Maker Dad: Lunch Box Guitars, Antigravity Jars, and 22 Other Incredibly Cool Father-Daughter DIY Projects

by Mark Frauenfelder

In the spirit of The Daring Book for Girls, the first DIY project guide for fathers and daughters from the founder of Boing Boing and editor-in-chief of MAKE magazine.

  • Format: Paperback
  • ISBN-13/ EAN: 9780544114548
  • ISBN-10: 054411454X
  • Pages: 224
  • Publication Date: 05/06/2014
  • Carton Quantity: 24
About the Book
About the Author
Excerpts
  • About the Book

    As the editor in chief of MAKE magazine, Mark Frauenfelder has spent years combing through DIY books, but he’s never been able to find one with geeky projects he can share with his two daughters. Maker Dad is the first DIY book to use cutting-edge (and affordable) technology in appealing projects for fathers and daughters to do together. These crafts and gadgets are both rewarding to make and delightful to play with.

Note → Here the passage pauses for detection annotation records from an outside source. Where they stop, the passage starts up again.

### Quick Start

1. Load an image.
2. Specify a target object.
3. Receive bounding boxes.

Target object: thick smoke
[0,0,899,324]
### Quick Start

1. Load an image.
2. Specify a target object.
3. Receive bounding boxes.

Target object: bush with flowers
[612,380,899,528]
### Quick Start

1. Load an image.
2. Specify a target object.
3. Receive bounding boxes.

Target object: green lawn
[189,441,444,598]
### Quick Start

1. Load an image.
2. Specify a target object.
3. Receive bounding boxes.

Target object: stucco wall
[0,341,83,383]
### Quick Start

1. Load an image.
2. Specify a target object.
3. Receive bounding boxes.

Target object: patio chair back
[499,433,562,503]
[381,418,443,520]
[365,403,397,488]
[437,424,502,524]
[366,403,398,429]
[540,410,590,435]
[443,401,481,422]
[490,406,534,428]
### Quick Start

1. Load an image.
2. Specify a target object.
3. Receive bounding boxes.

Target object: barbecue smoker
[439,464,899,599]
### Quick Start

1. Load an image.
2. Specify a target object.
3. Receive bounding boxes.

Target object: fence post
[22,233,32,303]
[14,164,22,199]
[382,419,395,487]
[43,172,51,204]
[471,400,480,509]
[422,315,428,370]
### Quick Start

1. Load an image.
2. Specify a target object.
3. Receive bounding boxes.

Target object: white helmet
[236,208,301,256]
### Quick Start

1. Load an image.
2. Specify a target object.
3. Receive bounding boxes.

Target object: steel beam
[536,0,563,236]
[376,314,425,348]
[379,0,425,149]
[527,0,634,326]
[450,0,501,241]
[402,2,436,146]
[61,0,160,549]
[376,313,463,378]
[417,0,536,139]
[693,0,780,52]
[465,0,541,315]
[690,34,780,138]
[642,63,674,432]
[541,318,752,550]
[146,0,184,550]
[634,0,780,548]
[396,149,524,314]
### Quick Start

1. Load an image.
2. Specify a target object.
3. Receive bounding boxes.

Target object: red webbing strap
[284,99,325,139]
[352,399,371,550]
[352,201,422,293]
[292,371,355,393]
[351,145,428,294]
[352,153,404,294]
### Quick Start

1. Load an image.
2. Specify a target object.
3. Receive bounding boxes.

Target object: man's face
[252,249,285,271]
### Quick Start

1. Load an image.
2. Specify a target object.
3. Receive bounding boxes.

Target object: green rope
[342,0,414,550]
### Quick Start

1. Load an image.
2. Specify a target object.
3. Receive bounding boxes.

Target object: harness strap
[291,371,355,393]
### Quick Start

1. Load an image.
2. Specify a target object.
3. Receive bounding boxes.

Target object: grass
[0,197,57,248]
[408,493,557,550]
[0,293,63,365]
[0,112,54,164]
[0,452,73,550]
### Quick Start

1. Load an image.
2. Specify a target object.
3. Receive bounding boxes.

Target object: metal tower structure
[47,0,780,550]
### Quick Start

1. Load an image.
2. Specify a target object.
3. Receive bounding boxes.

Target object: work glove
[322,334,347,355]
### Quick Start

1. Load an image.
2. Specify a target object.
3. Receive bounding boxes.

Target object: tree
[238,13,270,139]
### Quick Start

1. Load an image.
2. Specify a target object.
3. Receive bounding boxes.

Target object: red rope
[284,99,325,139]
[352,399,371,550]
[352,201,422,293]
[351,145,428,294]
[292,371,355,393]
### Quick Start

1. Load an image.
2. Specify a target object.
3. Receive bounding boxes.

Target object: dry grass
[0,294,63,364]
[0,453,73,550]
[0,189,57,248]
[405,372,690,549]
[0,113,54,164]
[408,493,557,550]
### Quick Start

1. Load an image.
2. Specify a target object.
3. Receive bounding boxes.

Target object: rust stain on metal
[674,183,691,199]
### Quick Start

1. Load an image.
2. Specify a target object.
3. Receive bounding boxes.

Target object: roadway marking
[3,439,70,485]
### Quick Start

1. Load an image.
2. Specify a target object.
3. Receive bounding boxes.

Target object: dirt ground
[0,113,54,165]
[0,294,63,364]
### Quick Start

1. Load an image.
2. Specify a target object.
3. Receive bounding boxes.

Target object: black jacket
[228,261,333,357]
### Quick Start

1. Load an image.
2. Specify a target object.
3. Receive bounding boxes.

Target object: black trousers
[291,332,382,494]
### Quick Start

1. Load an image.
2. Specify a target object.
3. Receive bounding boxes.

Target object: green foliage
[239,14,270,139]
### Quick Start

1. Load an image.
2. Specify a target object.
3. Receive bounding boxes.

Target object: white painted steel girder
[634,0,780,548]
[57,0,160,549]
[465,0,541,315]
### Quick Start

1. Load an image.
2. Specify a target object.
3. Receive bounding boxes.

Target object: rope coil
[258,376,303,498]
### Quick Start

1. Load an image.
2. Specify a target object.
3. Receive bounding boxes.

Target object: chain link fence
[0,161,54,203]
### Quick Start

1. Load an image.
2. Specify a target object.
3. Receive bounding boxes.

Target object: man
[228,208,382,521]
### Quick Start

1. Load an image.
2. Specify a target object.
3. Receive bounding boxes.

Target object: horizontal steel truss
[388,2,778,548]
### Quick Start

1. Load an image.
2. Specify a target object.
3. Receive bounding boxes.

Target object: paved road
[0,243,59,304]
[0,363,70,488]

What’s more, Maker Dad teaches girls lifelong skills—like computer programming, musicality, and how to use basic hand tools—as well as how to be creative problem solvers. The book’s twenty-four unique projects include:


    • Drawbot, a lively contraption that draws abstract patterns all by itself
    • Ice Cream Sandwich Necklace
    • Friendstrument, an electronic musical instrument girls can play with friends
    • Longboard
    • Antigravity Jar
    • Silkscreened T-Shirt
    • Retro Arcade Video Game
    • Host a Podcast
    • Lunchbox Guitar
    • Kite Video Camera

    Innovative and groundbreaking, Maker Dad will inspire fathers to geek out with their daughters and help girls cultivate an early affinity for math, science, and technology.

     

  • About the Author
  • Excerpts
    INTRODUCTION
     
    I wasn’t always an eager maker of things. I was timid about it until I became the editor of the technology project magazine Make. Working there, I met hundreds of people who made amazing things in their spare time in their garages, in their basements and backyards, and on their kitchen tables. As I got to know them, I discovered something that profoundly changed the way I thought about creativity. I learned that these “alpha makers” weren’t perfect. They didn’t go into their workshops and effortlessly build beautiful and functional things. Instead, they worked by trial and error. They revised their original designs, often drastically. They made plenty of mistakes and didn’t get upset about it. They expected to make mistakes, and they learned from them. Their finished projects turned out better as a result of having made mistakes. The mistakes pointed out the problems with the project, pushing the maker to improve upon them.
       This was a shock to me. One of the main reasons I didn’t like to make things was because mistakes made me feel like a failure. If things didn’t work out the first time, I often gave up. I know other people feel the same way. A big reason for this crippling mind-set is that we’ve been trained in the classroom to equate mistakes with bad grades. If our educational system teaches us one thing, it’s this: “Be perfect. Avoid mistakes or you will be penalized.”
       Alpha makers’ superpower isn’t having awesome making skills, or owning a high-tech workshop filled with the latest 3-D printers and laser cutters. Their superpower is the ability to ignore the “just say no to mistakes” lesson that schools drilled into their heads from kindergarten to grad school.
       When I finally learned to embrace mistakes, the world of making opened up to me. I lost my timidity and started making skateboards, musical instruments, wooden puzzles, and electronic toys. My daughters (Jane, ten, and Sarina, sixteen) joined me, and I tried my best to share with them what I learned from the alpha makers’ attitude about mistakes.
       When Jane, Sarina, and I made the projects for this book, we often made mistakes—drilling holes in the wrong place, splitting wood, attaching electronic components in the wrong orientation, selecting materials that didn’t work the way we wanted them to, and so on. Sure, it was often frustrating, but these mistakes caused us to think about other possibilities. They sparked our imagination.
       Each project in this book is the result of many iterations. It never turned out the way we expected the first time around. The second version of each project often took care of the major problems, but it was still full of annoying bugs. The third version was usually close, but not good enough. It wasn’t until we built the fourth, fifth, or sixth prototype that we felt we had something worth sharing.
       Even though we’ve tried our best to provide instructions that will ensure a successful build for you and your daughters, it’s inevitable that you are going to make some mistakes along the way. Consider yourself lucky. These mistakes will give you an opportunity to be creative and resourceful, to improvise, and to come up with something even better than we did. Have fun!